Le seul truc qui me dérange, c’est d’avoir comme voisin un gars comme l’auteur de l’article. S’il faut se payer une maison secondaire à l’île de Ré pour pouvoir s’en échapper, ça devient très vite ruineux.
bonjour,
je souhaite reagir essentiellement sur la 2eme partie, je suis trimballé depuis 7 mois de la dde, aux demandes de recours, sous-préfecture et autres a cause d’une demande de permis de construire d’une maison bioclimatique ’moderne’.
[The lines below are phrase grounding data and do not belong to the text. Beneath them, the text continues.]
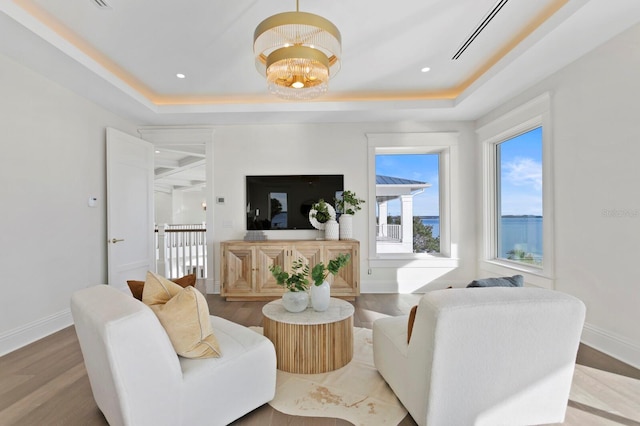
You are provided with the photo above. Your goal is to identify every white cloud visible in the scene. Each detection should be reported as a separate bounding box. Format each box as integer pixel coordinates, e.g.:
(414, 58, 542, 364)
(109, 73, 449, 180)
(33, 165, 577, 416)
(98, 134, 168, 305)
(503, 157, 542, 191)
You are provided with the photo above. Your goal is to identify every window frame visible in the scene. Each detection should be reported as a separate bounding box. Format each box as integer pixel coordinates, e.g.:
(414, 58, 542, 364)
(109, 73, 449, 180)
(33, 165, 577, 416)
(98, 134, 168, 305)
(477, 93, 554, 287)
(366, 132, 459, 268)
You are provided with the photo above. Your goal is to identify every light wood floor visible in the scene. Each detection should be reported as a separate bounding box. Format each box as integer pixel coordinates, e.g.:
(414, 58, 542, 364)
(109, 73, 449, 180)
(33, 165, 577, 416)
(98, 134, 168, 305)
(1, 294, 639, 426)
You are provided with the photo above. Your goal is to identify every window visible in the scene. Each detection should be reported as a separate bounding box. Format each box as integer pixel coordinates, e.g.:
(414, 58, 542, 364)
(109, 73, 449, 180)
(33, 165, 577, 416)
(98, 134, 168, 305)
(496, 127, 543, 266)
(375, 153, 440, 254)
(367, 132, 458, 267)
(478, 93, 553, 282)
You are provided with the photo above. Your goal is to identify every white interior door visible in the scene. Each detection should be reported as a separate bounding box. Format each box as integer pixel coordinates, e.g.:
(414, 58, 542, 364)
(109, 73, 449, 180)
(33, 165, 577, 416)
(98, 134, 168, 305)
(107, 127, 155, 291)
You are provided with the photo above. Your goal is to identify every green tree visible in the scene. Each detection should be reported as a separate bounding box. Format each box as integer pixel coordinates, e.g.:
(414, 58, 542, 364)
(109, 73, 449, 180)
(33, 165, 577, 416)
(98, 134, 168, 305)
(413, 217, 439, 253)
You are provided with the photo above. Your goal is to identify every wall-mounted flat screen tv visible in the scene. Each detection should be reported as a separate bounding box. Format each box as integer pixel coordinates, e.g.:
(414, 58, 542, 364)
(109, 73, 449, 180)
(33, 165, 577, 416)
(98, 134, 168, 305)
(246, 175, 344, 230)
a noter que j’habite actuellement dans un ancien relais de poste datant du debut du 18eme siecle. donc avec une forme qui semble vous plaire (ainsi qu’a la dde locale) en region centre (une baraque pourrie d’humidité et impossible a chauffer en passant). je ne suis pas en zone abf, le plus gros constructeur de la region est maison phenix et les colonnes greco-romaines sont monnaie courante ... ville de 7000 habitants pour une agglo de 60 000.
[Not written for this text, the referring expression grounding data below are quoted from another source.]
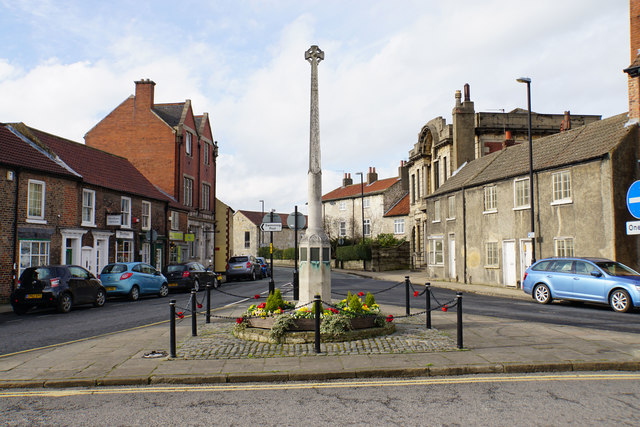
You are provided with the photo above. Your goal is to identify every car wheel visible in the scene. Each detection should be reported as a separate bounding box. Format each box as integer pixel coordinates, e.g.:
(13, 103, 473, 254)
(193, 279, 200, 292)
(251, 270, 257, 281)
(93, 289, 106, 307)
(57, 293, 73, 313)
(159, 283, 169, 298)
(129, 285, 140, 301)
(12, 304, 30, 315)
(213, 277, 221, 289)
(610, 289, 632, 313)
(533, 284, 552, 304)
"Ne peux-t-on imaginer que toutes nouvelles constructions soient tenues de respecter un cahier des charges architectural qui garantisse un minimum d’insertion dans le paysage ? Cela existe, me direz-vous, dans les secteurs classés. Mais nous ne vivons pas tous dans des secteurs classés et ne méritons pas pour autant les secteurs déclassés. Quelques pistes pour un cahier des charges d’insertion paysagère : Se tenir à un volume ou une forme générale correspondant à l’architecture locale, garder la même pente de toit, le même type de tuiles, se conformer à une palette de couleurs, etc. A cette condition, on pourra concilier la construction de maisons individuelles et la qualité paysagère."
premier point, nos fermettes, ont été construites a une époque ou le grenier etait isolé l’hiver par le foin qu’on y entreposait et chauffé par l’étable qui était collée a la piece a vivre (y compris la chambre), tant pis pour les odeurs (le combustible n’etait pas loin non plus). ca remonte quand meme a pres de 300 ans, il serait certainement temps d’adapter nos logements a notre epoque et pas seulement en ville !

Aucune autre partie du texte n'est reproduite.